La nécessité de «clubs de confidentialité» se fait nécessairement sentir dans les affaires de contrefaçon de brevet et d’appropriation illicite de secrets d’affaires, où le règlement final du litige dépend de l’évaluation des preuves présentées par la partie divulgatrice, qui sont de nature confidentielle et qui peuvent donner un avantage concurrentiel déloyal à la partie réceptrice.

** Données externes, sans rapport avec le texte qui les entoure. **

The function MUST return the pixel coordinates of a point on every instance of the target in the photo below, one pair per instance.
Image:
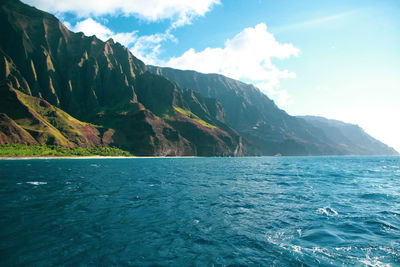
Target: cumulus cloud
(179, 11)
(247, 57)
(146, 47)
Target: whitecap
(299, 232)
(36, 183)
(327, 211)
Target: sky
(335, 58)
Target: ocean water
(282, 211)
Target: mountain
(257, 118)
(349, 137)
(67, 89)
(104, 84)
(30, 120)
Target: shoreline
(92, 157)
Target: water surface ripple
(201, 211)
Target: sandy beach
(92, 157)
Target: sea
(251, 211)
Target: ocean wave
(36, 183)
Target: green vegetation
(20, 150)
(193, 117)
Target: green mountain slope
(257, 118)
(100, 82)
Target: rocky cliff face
(257, 118)
(99, 82)
(64, 88)
(349, 137)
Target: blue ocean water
(264, 211)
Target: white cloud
(247, 57)
(179, 11)
(91, 27)
(146, 47)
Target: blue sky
(335, 58)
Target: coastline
(91, 157)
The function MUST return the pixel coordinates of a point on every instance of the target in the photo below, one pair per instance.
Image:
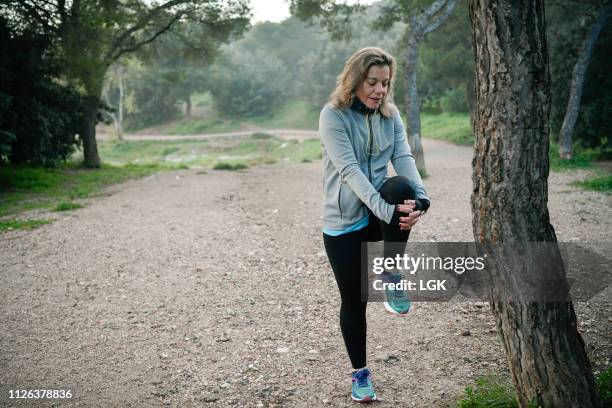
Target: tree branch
(117, 43)
(115, 56)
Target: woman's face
(375, 86)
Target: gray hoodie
(352, 177)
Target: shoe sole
(389, 309)
(364, 399)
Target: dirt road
(288, 134)
(187, 289)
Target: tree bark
(88, 132)
(119, 122)
(548, 363)
(578, 76)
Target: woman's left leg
(395, 191)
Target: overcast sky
(278, 10)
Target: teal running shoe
(363, 389)
(396, 301)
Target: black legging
(344, 253)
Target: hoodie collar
(361, 107)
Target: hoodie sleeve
(339, 148)
(403, 161)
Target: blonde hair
(354, 73)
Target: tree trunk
(188, 107)
(412, 101)
(119, 122)
(578, 75)
(546, 355)
(88, 132)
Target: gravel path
(287, 134)
(212, 289)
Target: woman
(361, 131)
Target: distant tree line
(67, 80)
(56, 56)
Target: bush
(39, 117)
(249, 84)
(453, 100)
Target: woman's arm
(340, 150)
(403, 161)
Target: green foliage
(8, 225)
(39, 118)
(446, 65)
(604, 383)
(450, 101)
(582, 158)
(453, 127)
(207, 153)
(153, 97)
(230, 166)
(319, 69)
(249, 84)
(491, 391)
(601, 183)
(67, 206)
(260, 135)
(498, 392)
(25, 188)
(567, 28)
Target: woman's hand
(411, 216)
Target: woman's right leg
(343, 252)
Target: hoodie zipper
(369, 148)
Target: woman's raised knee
(397, 189)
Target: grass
(292, 115)
(259, 148)
(604, 383)
(67, 206)
(497, 391)
(582, 158)
(230, 166)
(27, 188)
(452, 127)
(601, 183)
(489, 391)
(8, 225)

Ces informations confidentielles peuvent aller des processus de fabrication, des formules et du code source et peuvent s’étendre aux informations de prix commercialement sensibles et aux accords avec les titulaires de licence, etc.
Un « club de confidentialité » se compose généralement d’avocats externes spécifiés, d’experts techniques et de représentants identifiés des parties. Les membres du « club de la confidentialité » sont tenus par l’engagement de ne pas divulguer les informations dont ils auraient connaissance, du fait de révélations faites au sein du « club de la confidentialité » et de ne les utiliser qu’à des fins de poursuite ou de défense des réclamations relatives au litige auquel il se rapporte. Les procédures dans lesquelles des «clubs de confidentialité» sont constitués se déroulent «à huis clos» et l’accès aux documents n’est accordé qu’aux membres nommément désignés du «club de confidentialité».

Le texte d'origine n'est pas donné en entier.